И лгут люди неученые (quod ab inertibus dicitur), когда утверждают, что память гибнет под тяжестью образов и даже то, что удалось запомнить благодаря одной лишь природе, погружается во тьму; ибо я встречал выдающихся мужей, обладавших почти божественной по силе памятью (summos homines et divina prope memoria): Хармада в Афинах и Метродора Скепсийского в Азии, о котором говорят, что он до сих пор жив, и каждый из них рассказывал мне, что он записывает то, что хочет запомнить, в определенных местах, которыми он располагает, при помощи образов, как бы запечатлевая буквы на воске. Значит, эта практика не поможет развиться памяти, если она не дана от природы, но, несомненно, заставит ее проявиться, если она только скрывается26.
Из этих заключительных слов Цицерона об искусстве памяти нам становится ясно, что возражения против классического искусства, которые возникали на протяжении всей его истории – и до сих пор возникают у всякого, кто знакомится с ним, – высказывались уже в античности. Во времена Цицерона встречались люди инертные, ленивые или неученые, которые разделяли точку зрения здравого смысла (которую всем сердцем разделяю и лично я, поскольку, как уже было сказано, я только пишу историю этого искусства, но не являюсь его приверженцем) – точку зрения, согласно которой все эти места и образы погребут, словно под грудой камней, то, что слабому человеку под силу запомнить естественным путем. Цицерон же доверяет этому искусству и защищает его. Очевидно, от природы он обладал невероятно острой зрительной памятью.

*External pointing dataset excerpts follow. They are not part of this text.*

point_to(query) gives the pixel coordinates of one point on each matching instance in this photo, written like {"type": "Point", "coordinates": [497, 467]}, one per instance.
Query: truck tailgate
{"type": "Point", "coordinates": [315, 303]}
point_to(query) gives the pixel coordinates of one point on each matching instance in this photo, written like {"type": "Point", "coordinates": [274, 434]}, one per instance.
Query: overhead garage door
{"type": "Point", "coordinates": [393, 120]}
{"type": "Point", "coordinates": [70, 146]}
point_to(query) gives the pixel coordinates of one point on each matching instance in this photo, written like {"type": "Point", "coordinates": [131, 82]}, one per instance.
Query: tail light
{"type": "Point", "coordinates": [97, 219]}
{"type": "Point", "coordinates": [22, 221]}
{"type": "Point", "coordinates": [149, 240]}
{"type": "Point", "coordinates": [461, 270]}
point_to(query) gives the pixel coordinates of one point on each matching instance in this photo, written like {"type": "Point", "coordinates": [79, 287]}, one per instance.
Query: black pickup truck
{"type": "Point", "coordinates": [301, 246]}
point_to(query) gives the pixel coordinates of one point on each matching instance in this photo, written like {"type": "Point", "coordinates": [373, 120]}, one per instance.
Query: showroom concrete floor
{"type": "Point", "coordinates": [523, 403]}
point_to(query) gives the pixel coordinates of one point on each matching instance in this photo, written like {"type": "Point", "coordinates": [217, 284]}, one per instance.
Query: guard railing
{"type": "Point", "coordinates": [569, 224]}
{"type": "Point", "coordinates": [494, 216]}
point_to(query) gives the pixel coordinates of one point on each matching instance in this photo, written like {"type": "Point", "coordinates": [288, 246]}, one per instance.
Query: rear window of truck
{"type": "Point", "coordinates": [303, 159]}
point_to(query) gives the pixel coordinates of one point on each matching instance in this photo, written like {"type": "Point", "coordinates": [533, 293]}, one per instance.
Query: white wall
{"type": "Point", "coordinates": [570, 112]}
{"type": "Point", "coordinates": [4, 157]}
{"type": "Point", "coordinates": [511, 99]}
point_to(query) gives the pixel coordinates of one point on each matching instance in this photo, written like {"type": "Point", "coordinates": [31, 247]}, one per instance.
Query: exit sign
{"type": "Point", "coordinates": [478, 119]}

Что же мы должны думать о тех выдающихся мужах, Хармаде и Метродоре, с которыми встречался Цицерон и память которых была «почти божественной» по силе? Будучи оратором с феноменально развитой памятью, Цицерон был к тому же платоником по своим философским воззрениям, а для платоников память обладала особым значением. Что же имеет в виду оратор и философ-платоник, говоря о чьей-либо памяти, что она «почти божественна»?
Имя загадочного Метродора Скепсийского еще не раз встретится на последующих страницах этой книги.
Самым ранним риторическим сочинением Цицерона был трактат De inventione («О нахождении»), который он написал за тридцать лет до De oratore, то есть примерно в то самое время, когда неизвестный автор Ad Herennium составил свое краткое руководство. В De inventione мы не находим ничего нового об искусстве памяти, поскольку речь там идет только о первой части риторики, а именно об inventio, о нахождении или составлении предметного содержания речи, о собирании тех «вещей», о которых в ней будет говориться. Тем не менее это сочинение сыграло, по всей видимости, очень важную роль во всей дальнейшей истории искусства памяти, поскольку именно благодаря цицероновскому определению добродетелей, содержащемуся в De inventione, искусная память стала в средние века составной частью кардинальной добродетели благоразумия.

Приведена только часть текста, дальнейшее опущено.